En réponse au massacre des manifestants, Ahmed a expliqué : "Notre volonté de vivre est plus forte que le désespoir. Nous luttons pour vivre... Les Palestiniens continuent de manifester chaque semaine parce que nous n'avons pas d'autre choix que de fuir pour vivre".
Au cours des premières semaines de l'assaut israélien actuel, Ahmed a enregistré une vidéo expliquant qu'Israël ciblait clairement les civils.
Dans le dernier message vocal qu'il m'a adressé avant que sa maison ne soit bombardée, Ahmed souhaitait que notre article rappelle que l'histoire de ce génocide n'a pas commencé le 7 octobre, mais en 1948 - que le monde a ignoré la souffrance des Palestiniens et n'y a prêté attention que lorsqu'elle touchait les Israéliens. Il a ajouté qu'il s'agissait d'un problème politique et non militaire, enraciné dans l'injustice et l'oppression profondes dont souffrent les Palestiniens. Il voulait citer le plan Smotrich, une stratégie israélienne visant à achever efficacement l'expulsion des Palestiniens qui a commencé avec la Nakba de 1948.

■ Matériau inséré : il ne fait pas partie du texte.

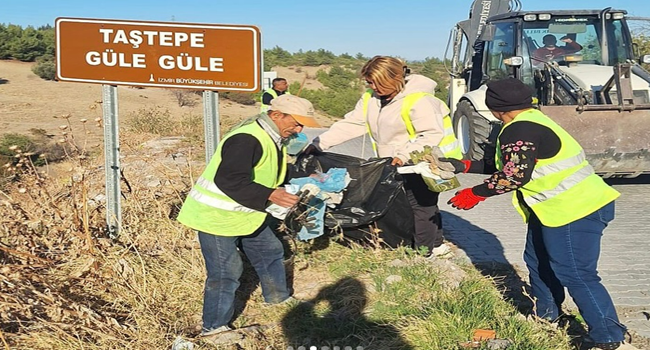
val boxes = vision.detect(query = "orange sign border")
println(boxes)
[54,17,263,92]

Le lendemain du jour où la maison d'Ahmed a été prise pour cible, j'ai reçu un message automatique m'informant que son téléphone portable était activé. Cela signifiait qu'il était vivant ! Mais j'ai vite appris que si Ahmed souffrait de brûlures au second degré et que son état était stable, les forces d'occupation israéliennes avaient tué son fils Abdullah, âgé de 12 ans, sa nièce Jude, âgée de 9 ans, sa belle-mère ainsi que deux de ses tantes.
Après cela, je n'ai plus eu de nouvelles d'Ahmed pendant un certain temps. Parfois, je ne savais pas s'il était encore en vie, ni d'ailleurs aucun de mes amis à Gaza. Un autre de nos amis communs, Khalil Abu Yehye, a été tué avec sa femme, ses deux filles, sa mère et son frère.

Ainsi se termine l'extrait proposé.